With the people of Mt Roskill set to go the polls within a couple weeks, the campaign could be described as vigorous. A crucial battleground before next year, we’ve seen National and Labour duking it out for the soul of the electorate with no shortage of controversy or passion.
The main controversy surrounding this by-election has stemmed from the behaviour of National party activists towards Michael Wood’s family, starting at a debate. Held by the Central Leader, the local Fairfax owned newspaper, there was two way debate between Michael Wood and Parmjeet Parmar, which was very eventful to say the least. Indian students, facing deportation due to fraudulent paperwork, protested as well as an independent candidate who complained he wasn’t getting an opportunity to speak. However, Parmjeet’s husband made the most controversial move, making comments about Wood’s wife, Julie Fairey, currently the deputy chair of Puketapapa Local Board. Mr Parmar was escorted out by Michael, though accusations that he ‘manhandled’ him flew from activists. They were disproven by video, but no apology has been made despite calls from Labour. This could potentially damage National’s chances, but no indication has been given (no public polling data has been released for the by-election as of writing).
The People’s Party has a decent support ground, as has been displayed up and down the streets with their hoarding numbers. However, I am not convinced they can win the electorate. I have not seen any activists out on the streets, and their only policies I know are that their candidate plans to donate his salary for children in poverty and to stop Indian students being deported. There is very little information on other issues, which was not helped by their rather vague pamphlet. They clearly are trying to court the immigrant vote, and while support could be reasonable, I think the best case scenario for the party would be that their candidate saves their deposit. It’s clearly a two horse race.

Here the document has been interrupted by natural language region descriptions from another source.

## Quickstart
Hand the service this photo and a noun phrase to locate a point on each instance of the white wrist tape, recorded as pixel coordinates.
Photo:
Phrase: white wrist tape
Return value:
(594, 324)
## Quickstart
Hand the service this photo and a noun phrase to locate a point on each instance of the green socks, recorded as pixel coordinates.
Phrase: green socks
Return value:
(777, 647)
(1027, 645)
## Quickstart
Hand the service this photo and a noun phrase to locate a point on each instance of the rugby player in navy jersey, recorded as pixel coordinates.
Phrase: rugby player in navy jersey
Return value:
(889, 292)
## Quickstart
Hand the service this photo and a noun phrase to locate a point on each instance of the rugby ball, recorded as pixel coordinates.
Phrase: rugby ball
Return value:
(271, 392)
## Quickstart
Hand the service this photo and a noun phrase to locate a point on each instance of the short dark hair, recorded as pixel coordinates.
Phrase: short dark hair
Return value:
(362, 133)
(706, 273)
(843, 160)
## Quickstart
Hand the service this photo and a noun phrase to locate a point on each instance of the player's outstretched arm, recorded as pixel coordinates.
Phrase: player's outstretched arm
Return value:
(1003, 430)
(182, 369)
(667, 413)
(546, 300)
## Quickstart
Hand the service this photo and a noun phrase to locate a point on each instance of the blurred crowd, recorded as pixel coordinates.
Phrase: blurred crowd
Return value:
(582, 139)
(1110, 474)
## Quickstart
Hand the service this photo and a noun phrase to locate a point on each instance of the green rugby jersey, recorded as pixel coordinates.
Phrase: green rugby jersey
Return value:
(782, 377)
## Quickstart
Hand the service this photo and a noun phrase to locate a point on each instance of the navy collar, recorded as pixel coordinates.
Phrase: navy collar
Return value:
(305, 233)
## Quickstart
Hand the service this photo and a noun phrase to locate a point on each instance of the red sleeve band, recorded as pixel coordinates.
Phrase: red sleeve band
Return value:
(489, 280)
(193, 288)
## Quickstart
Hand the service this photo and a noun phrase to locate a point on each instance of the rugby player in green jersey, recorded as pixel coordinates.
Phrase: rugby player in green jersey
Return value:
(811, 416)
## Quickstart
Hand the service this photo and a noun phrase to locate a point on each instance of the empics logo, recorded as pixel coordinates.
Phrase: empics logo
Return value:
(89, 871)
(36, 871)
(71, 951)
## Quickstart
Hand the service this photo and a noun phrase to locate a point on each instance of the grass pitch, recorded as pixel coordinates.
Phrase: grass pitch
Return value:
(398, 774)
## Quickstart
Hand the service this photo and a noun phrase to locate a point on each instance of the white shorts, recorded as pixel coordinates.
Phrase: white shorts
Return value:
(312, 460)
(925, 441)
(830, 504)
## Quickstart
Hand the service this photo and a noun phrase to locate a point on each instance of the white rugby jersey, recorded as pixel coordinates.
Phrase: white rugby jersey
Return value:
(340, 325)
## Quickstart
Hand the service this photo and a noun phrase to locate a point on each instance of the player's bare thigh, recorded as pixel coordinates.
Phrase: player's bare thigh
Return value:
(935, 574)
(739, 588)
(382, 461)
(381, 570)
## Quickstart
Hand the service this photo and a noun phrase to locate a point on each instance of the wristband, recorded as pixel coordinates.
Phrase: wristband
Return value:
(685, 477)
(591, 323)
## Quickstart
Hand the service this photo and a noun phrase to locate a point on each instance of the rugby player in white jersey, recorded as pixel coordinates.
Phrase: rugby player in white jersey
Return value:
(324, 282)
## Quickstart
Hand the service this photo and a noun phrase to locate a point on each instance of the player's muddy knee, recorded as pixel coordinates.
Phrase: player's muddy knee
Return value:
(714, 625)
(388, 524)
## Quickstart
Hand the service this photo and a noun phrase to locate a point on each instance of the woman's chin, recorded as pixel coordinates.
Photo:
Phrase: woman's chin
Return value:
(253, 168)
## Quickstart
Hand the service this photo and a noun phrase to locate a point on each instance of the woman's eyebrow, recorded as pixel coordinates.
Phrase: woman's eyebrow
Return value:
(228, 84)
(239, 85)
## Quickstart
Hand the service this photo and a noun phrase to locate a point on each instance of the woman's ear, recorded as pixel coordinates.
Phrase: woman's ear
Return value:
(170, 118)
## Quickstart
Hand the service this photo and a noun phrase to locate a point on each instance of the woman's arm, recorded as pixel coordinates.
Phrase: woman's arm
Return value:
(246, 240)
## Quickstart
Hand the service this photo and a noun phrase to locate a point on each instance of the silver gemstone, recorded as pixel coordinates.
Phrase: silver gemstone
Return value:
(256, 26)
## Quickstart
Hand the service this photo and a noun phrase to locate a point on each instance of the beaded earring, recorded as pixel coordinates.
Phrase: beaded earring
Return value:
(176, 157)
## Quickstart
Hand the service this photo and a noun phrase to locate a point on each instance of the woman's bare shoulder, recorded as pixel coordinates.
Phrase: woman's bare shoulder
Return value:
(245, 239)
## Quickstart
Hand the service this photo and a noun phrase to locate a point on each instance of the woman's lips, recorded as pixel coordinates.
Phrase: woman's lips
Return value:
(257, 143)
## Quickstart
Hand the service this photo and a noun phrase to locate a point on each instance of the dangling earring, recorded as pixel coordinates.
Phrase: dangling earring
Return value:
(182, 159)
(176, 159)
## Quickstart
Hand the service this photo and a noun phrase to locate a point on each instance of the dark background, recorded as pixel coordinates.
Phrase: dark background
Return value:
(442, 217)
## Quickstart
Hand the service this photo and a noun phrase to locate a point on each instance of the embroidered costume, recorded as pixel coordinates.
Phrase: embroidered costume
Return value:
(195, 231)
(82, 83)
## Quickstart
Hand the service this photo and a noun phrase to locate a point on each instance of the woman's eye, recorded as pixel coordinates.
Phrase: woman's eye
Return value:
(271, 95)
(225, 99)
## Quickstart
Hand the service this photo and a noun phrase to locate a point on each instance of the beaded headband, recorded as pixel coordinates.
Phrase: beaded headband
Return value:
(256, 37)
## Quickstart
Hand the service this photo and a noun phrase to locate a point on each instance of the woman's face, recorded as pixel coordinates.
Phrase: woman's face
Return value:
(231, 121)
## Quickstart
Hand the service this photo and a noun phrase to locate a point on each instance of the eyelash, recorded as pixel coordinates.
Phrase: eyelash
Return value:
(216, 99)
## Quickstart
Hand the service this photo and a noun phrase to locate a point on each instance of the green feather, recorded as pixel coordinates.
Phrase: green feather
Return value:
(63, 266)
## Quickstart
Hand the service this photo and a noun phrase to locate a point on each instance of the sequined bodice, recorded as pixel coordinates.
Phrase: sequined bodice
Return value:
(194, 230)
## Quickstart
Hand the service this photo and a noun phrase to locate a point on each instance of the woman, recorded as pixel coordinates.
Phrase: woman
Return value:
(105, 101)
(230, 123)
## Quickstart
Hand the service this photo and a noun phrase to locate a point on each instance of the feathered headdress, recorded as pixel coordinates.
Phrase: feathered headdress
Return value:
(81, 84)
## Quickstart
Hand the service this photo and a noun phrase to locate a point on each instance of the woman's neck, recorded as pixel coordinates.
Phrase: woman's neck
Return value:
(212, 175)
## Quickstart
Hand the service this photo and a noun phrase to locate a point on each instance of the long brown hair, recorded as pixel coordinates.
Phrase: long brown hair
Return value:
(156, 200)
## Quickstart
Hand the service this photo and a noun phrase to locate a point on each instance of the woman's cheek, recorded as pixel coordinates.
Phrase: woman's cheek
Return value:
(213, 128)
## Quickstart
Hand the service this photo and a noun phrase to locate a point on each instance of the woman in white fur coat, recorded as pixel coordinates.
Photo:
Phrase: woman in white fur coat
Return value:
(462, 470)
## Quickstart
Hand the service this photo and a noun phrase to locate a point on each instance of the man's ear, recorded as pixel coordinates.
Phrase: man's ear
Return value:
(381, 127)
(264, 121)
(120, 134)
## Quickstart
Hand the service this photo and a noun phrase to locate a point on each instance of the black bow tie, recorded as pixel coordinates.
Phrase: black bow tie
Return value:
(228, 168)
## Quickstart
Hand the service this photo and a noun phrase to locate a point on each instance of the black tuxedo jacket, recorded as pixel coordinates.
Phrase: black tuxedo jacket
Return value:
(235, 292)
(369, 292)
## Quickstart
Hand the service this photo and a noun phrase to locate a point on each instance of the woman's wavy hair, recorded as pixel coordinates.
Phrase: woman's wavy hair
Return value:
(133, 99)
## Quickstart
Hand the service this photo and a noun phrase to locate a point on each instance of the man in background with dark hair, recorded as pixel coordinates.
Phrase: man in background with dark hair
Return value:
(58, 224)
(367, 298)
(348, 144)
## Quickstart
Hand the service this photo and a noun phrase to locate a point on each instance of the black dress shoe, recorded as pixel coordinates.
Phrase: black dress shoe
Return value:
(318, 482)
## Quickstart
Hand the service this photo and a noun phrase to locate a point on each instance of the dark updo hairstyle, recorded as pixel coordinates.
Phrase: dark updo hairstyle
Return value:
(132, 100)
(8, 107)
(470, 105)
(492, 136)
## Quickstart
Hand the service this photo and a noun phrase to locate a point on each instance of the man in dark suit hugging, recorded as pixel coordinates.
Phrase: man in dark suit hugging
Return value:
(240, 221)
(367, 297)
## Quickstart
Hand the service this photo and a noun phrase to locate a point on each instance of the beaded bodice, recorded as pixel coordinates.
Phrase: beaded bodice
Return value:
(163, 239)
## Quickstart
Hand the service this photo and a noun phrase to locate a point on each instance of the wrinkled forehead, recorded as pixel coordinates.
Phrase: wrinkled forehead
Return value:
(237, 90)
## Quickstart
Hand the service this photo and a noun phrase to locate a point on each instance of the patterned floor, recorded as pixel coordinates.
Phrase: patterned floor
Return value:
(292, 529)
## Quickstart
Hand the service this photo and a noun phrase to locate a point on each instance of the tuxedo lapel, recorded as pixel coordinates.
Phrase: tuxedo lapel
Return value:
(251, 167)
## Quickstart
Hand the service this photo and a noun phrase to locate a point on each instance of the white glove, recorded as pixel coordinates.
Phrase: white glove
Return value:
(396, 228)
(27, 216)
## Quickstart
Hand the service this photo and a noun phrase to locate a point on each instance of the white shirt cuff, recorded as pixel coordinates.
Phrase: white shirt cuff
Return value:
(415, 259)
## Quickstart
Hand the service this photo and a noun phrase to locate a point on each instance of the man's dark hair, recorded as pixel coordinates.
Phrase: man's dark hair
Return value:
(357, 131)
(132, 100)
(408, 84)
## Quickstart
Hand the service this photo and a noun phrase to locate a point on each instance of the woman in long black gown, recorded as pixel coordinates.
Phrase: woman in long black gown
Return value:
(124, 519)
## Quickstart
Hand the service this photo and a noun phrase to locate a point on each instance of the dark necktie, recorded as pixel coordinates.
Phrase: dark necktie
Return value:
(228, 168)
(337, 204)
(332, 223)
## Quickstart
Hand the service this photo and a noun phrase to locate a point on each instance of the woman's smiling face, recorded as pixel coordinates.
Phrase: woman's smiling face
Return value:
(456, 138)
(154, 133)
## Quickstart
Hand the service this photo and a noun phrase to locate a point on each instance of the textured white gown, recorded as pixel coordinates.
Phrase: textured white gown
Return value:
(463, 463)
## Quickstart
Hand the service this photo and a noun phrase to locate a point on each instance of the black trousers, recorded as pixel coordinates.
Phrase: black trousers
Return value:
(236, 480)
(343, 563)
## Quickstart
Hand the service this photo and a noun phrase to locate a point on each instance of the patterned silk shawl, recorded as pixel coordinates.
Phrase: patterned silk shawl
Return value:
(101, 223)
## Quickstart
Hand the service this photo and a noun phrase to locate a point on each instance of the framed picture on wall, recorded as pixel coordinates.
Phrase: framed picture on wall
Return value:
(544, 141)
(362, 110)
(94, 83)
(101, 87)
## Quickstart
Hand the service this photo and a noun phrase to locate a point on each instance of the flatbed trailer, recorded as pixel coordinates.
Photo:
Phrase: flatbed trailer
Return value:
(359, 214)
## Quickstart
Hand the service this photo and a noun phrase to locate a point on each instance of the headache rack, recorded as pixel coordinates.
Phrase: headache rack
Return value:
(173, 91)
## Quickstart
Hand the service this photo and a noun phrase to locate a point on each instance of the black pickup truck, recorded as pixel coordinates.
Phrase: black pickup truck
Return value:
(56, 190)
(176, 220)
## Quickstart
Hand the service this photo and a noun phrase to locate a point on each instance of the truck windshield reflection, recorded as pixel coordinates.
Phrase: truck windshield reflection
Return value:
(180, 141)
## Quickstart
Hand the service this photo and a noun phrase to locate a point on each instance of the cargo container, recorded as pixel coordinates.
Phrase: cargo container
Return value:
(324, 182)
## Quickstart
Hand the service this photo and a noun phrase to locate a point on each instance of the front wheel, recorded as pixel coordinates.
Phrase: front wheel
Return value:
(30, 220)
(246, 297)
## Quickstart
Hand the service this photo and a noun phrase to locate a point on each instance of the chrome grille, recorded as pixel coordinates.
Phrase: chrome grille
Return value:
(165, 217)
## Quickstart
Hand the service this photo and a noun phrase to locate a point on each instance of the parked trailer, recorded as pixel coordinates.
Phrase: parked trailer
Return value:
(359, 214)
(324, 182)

Both campaigns have had distinct themes and is shown through how they interact with the community. Michael Wood’s campaign has a very community based theme to it, painting the government as having abandoned and neglected the community and promising to be its champion, advocating to improve local infrastructure and essential services that have been cut under National. He’s taken the message to the streets, whether to businesses, a street corner, he’s even been speaking at bus stops, as I found when I was heading off to an exam. Parmjeet has oriented her side to more business-friendly politics. She commonly speaks to business owners and one of her main policies is to bring forward a business association akin to those in Panmure and Tamaki. She has tried to focus on some of the issues arisen by Labour, criticising Wood’s light rail plans and claiming he is opposed to house development in Three Kings Quarry. About the community, however, I have heard some negative reception from residents, from believing she is out of touch with the community, to being somewhat cold in an informal setting. But as mentioned before, I cannot conclusively make a call on where the pendulum is leaning due to a lack of polling.
It is clearly a vigorous competition for this seat, but we won’t know for sure who made the biggest push until next Saturday night.